No accreditation vote has been set in Chicago, where Nielsen rolled out the LPM service last Thursday. Public and political protest in the Windy City has been less strenuous than the pitched battles waged in New York, Los Angeles and Washington in an attempt to delay Nielsen’s LPM timetable, which calls for the top 10 markets to be switched to the LPM service by late 2006.
The opposition has been spearheaded by Don’t Count Us Out, a coalition of advocacy groups and News Corp. News Corp. is the parent company of Fox Television Stations, which fired the first shot at Nielsen’s LPM plans last spring after seeing early LPM data in New York reflecting ratings losses of as much as 25 percent for ethnic-appeal programming aired on Fox-owned UPN stations in New York, Los Angeles and Chicago.
Nielsen was asked by some of its clients, most notably Univision, to hold off until LPM samples settled down. Univision filed suit charging Nielsen with “unfair, unlawful and deceptive business practices” and asked for an injunction to delay the July 8 launch of LPM service in Los Angeles.
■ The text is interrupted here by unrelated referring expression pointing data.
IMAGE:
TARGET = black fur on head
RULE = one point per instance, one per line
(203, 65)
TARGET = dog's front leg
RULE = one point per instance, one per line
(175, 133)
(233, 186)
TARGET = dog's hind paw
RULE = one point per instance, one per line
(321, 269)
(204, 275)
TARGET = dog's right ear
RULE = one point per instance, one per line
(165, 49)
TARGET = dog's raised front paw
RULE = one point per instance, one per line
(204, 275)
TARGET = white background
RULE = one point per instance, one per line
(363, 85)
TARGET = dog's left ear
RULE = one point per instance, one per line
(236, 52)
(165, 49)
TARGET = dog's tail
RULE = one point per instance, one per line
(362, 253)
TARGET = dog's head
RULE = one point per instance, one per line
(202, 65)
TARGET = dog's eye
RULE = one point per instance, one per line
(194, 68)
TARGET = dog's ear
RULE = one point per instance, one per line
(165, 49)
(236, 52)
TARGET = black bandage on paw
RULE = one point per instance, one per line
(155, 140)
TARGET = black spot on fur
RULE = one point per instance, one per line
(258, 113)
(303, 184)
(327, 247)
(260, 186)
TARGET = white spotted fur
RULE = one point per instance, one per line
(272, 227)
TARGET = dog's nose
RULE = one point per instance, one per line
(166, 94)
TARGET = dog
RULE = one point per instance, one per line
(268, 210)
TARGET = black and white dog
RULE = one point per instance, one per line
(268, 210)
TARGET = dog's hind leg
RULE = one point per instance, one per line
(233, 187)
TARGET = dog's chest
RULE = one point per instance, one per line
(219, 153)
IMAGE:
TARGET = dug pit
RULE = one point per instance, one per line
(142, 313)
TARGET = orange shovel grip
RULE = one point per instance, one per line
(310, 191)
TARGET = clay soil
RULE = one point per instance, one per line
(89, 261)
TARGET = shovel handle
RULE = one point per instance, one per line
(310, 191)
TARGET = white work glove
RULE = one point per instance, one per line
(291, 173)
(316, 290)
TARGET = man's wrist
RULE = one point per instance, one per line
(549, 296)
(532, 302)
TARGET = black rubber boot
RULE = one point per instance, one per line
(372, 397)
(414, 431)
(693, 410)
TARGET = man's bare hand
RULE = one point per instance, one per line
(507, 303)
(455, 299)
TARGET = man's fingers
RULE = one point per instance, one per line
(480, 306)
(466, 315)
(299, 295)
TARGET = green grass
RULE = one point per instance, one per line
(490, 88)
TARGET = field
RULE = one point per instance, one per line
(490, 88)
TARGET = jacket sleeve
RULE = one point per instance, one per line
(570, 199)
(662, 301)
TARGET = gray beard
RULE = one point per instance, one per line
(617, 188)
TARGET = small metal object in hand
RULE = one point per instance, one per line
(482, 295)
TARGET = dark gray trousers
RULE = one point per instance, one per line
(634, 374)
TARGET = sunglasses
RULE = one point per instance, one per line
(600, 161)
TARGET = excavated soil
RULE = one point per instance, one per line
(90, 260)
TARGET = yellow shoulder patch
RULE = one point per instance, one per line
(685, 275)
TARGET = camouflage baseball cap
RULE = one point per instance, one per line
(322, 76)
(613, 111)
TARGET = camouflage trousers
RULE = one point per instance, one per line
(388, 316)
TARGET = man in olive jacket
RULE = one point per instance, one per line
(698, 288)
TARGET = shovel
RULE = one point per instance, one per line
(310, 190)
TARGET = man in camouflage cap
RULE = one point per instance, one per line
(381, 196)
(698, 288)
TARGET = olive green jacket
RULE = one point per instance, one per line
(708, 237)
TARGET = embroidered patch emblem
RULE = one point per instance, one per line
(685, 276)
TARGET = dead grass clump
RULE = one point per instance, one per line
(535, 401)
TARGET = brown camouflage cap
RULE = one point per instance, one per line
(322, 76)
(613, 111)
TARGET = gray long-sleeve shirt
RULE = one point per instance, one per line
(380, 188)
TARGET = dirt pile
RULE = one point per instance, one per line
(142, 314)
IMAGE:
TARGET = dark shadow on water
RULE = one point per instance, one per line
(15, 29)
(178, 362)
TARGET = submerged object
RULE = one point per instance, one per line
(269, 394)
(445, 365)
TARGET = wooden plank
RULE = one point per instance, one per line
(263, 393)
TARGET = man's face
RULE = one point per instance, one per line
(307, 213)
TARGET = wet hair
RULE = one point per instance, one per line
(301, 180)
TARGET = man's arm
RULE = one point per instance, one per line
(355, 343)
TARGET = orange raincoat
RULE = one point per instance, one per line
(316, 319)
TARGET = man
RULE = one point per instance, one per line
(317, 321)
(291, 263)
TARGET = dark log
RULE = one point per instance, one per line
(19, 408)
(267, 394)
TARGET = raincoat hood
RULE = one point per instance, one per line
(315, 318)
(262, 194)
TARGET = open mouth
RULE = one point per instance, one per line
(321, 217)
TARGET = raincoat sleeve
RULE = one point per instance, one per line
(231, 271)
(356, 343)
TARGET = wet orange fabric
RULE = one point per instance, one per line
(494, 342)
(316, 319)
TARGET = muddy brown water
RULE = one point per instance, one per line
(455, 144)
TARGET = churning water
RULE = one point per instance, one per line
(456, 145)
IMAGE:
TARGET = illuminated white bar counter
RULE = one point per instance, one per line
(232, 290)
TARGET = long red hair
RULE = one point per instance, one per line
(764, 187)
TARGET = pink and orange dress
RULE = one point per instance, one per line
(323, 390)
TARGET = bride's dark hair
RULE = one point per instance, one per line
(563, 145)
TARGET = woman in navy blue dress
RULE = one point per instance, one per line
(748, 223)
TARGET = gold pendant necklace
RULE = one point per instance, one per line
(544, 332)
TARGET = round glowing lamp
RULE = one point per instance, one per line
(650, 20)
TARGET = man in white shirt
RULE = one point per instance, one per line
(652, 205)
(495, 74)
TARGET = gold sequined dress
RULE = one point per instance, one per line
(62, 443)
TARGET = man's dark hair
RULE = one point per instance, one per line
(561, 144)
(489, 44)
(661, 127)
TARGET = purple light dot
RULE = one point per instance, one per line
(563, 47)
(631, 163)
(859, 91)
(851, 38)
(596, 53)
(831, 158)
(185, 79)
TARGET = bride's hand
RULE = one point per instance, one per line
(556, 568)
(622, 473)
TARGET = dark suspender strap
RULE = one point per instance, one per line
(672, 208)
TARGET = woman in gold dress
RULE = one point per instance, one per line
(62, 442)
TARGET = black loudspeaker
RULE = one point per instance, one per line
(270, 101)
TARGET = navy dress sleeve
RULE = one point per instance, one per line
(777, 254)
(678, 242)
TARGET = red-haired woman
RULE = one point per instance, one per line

The Los Angeles Superior Court denied the Spanish-language network’s request for an injunction. A hearing on Nielsen’s petition for the court to toss out the broader Univision suit is set for Aug. 9.
Some sources said that the MRC’s Los Angeles vote-in which Univision and News Corp. are said to have participated-is a signal the industry is now, with some exceptions, ready to make the transition to the LPM service as the benchmark-with the caveat that Nielsen needs to improve performance in some areas.
Those sources said that the process has worked and has produced a better service than what would have evolved by now had Nielsen not had to roll back its timetable to tweak and defend its samples and methodology.
Others said that the strongest signal sent by the MRC’s July 30 vote is that Nielsen is once again in control of the process.